Conférence du 27/05/99

La téléprésence en formation
Réflexion sur une éthique de la téléprésence

 

Comment le formateur utilise ou utilisera-t-il les outils de "rencontre virtuelle" ? L'usage des nouvelles technologies de la communication, en modifiant nos rapports à la distance, ouvre un espace à la "projection fantasmatique". Notre relation à autrui s'en trouve-t-elle modifiée ? Et que faire de cette modification ? En particulier, le formateur peut-il utiliser cette distance pour motiver le stagiaire, pour prendre et faire prendre du recul et être -paradoxalement- plus proche de l'autre ? Des témoignages ont permis d'approfondir les différents aspects de la relation créée par les réseaux dans le cadre de la formation professionnelle.

Intervenants :

En visioconférence depuis le Vidéoscop de Nancy,

- Mme Carole NOCERA-PICAND, professeur à l'université de Nancy 2 - projet NUO/UHP, responsable en ingénierie de la formation

- M. Denis HERRMANN, stagiaire en formation TAUI à l'AFPA de Metz

Rencontre-débat animée par :

- M. Adrien FERRO, consultant-formateur

 

M. HERRMANN nous livre son expérience de la téléformation à distance, ses quelques inconvénients mais surtout ses avantages. En formation à Longwy depuis deux mois sur l'économie des transports, il a eu connaissance de la mise en place d'une téléformation et a décidé de se lancer. Une partie des apprenants de la formation en présentiel l'ont suivi. Selon M. HERRMANN, le changement se fait surtout sentir au niveau du relationnel, et contrairement aux idées reçues, en bien mieux. En présentiel, l'opinion qu'on se fait d'une personne se fonde sur des critères divers, où l'intellect et la sensibilité ne priment pas nécessairement. Qui n'a pas écarté de son cercle de connaissance un individu parce que l'impression physique qu'il donnait était négative ? Souvent on ne s'explique pas pourquoi on n'a pas envie de faire la connaissance ou de travailler en équipe avec telle personne, certainement de peur de découvrir que ce sont de mauvais motifs qui nous ont conduits à l'exclure d'office. A distance, le physique s'efface complètement derrière le "pur esprit" et ce, même quand on avait déjà rencontré cette personne et qu'on l'avait jugée négativement. La relation est d'autant plus facilitée qu'on a toute latitude pour espacer ou rapprocher les contacts. Une présence ne peut plus vous être imposée, ce qui est gage d'une meilleure qualité des rapports humains, établis avec l'accord des deux parties. Dans ses relations humaines à distance, on a plus d'assurance, on se sent plus en sécurité. Ainsi, paradoxalement, l'amitié naîtra de cette mise-à-distance, elle s'épanouira dans " l'après-distance ". C'est pourquoi M. HERRMANN est favorable au développement de la formation à distance, y compris dans le cadre de la formation initiale : songez à l'enfant timide qui ne prend pas la parole en classe pour l'abandonner aux forts-en-thème, celui-là pourra sur Internet se révéler à l'intérêt de son professeur et de sa classe...

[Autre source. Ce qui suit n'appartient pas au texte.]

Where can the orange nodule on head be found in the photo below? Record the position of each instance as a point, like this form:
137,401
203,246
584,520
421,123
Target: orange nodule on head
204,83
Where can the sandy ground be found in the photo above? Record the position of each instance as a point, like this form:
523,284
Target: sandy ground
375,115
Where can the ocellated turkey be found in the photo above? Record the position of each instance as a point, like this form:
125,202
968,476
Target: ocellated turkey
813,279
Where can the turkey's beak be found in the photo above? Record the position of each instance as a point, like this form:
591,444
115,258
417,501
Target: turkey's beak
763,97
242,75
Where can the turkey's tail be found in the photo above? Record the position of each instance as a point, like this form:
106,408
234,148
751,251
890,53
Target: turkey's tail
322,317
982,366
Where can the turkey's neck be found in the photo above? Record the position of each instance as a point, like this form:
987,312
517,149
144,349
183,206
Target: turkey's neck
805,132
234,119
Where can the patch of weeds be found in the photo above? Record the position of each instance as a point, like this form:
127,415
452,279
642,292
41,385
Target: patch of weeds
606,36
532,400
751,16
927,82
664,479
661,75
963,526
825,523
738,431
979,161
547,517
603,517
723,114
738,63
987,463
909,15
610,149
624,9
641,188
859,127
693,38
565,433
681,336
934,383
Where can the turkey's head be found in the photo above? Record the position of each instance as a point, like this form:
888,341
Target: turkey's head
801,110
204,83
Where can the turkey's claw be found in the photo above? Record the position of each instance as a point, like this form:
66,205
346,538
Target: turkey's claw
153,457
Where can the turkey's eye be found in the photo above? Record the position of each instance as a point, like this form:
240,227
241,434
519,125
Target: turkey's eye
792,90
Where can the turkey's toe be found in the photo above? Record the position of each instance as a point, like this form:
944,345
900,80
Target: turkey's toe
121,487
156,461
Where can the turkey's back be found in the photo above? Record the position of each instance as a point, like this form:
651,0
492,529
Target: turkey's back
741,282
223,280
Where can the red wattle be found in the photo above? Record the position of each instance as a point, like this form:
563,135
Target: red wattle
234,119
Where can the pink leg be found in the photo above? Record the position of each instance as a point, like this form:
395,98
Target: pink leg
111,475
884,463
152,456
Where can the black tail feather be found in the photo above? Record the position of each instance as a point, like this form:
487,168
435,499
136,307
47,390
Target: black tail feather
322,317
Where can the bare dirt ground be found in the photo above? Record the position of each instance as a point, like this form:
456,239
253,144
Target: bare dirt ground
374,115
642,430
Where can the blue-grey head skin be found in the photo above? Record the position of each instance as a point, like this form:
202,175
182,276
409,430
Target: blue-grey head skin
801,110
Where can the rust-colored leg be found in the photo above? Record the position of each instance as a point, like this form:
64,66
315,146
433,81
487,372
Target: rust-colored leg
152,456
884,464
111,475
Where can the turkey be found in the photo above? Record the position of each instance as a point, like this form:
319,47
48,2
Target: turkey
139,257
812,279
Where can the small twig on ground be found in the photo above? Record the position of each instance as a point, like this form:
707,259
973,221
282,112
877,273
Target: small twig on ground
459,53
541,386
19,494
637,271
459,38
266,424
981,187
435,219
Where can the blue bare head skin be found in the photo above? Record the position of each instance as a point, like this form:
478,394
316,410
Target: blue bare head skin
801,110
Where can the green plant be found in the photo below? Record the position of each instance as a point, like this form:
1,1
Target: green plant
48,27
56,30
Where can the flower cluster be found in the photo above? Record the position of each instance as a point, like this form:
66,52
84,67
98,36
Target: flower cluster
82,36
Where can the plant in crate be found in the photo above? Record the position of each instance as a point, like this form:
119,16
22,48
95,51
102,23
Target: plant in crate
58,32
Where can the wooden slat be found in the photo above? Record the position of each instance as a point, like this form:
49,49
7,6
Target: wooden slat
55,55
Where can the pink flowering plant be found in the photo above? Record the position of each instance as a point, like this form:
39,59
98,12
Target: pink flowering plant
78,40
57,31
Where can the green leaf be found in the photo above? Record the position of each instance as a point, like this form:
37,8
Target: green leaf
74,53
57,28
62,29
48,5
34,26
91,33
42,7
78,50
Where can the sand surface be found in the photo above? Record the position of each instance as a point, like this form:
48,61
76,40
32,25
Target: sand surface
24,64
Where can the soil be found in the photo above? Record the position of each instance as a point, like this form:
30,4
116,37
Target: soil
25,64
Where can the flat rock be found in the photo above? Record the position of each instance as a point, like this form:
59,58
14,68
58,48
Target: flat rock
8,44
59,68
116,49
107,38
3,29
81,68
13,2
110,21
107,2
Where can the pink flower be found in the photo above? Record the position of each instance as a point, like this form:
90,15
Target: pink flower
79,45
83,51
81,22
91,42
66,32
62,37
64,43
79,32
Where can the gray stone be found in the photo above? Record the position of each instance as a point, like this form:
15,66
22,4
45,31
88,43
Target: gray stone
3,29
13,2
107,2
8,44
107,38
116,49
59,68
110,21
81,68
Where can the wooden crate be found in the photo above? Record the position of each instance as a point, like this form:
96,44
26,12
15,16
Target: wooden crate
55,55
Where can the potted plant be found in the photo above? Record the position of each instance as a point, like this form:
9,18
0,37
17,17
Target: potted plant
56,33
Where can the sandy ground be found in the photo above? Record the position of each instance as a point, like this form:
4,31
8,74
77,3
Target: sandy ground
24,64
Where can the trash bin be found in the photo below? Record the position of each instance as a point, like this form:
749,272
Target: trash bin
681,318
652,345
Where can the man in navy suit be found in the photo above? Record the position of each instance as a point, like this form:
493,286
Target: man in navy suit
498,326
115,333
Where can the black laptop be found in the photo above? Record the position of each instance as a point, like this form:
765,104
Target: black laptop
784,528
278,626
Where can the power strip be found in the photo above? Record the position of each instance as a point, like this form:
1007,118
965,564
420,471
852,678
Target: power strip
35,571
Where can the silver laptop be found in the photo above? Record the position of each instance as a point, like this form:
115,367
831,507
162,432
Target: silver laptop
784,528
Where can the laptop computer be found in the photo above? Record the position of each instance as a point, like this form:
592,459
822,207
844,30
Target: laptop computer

Il semble donc, synthétise M. FERRO, que la distance, loin d'être un inconvénient à contrecarrer, est un élément positif à utiliser. Elle aide dans la relation à autrui, elle l'optimise: plus d'exigence, plus de proximité, plus d'intimité. Qu’en est-il de la relation au formateur, dans la distance ?

Pour M. HERRMANN, la présence du formateur est essentielle au départ, pour motiver les apprenants, leur donner foi en une prochaine réussite. Une fois lancé, l'apprenant n'a besoin du formateur que bien sporadiquement. On apprécie qu'il s'efface, surtout si on a eu une expérience pénible de la scolarité. Il n'est pas une instance en possession de la connaissance mais un facilitateur. Bien souvent, on préférera demander de l'aide ou une explication à un camarade, via Internet ou le téléphone, et on ne s'adressera qu'en dernier recours au formateur. L'effacement du formateur a un autre intérêt, celui de permettre à l'apprenant d'apprendre quand bon lui semble, de jour comme de nuit. Mais attention, cela implique certainement que la motivation de l'apprenant précède l'entrée en formation, qu'elle soit personnelle et importante. Le formateur a aussi une fonction d'aide-au-moral et on se sert les coudes entre camarades, mais cela sera toujours insuffisant si on n'a pas puisé en soi la motivation nécessaire.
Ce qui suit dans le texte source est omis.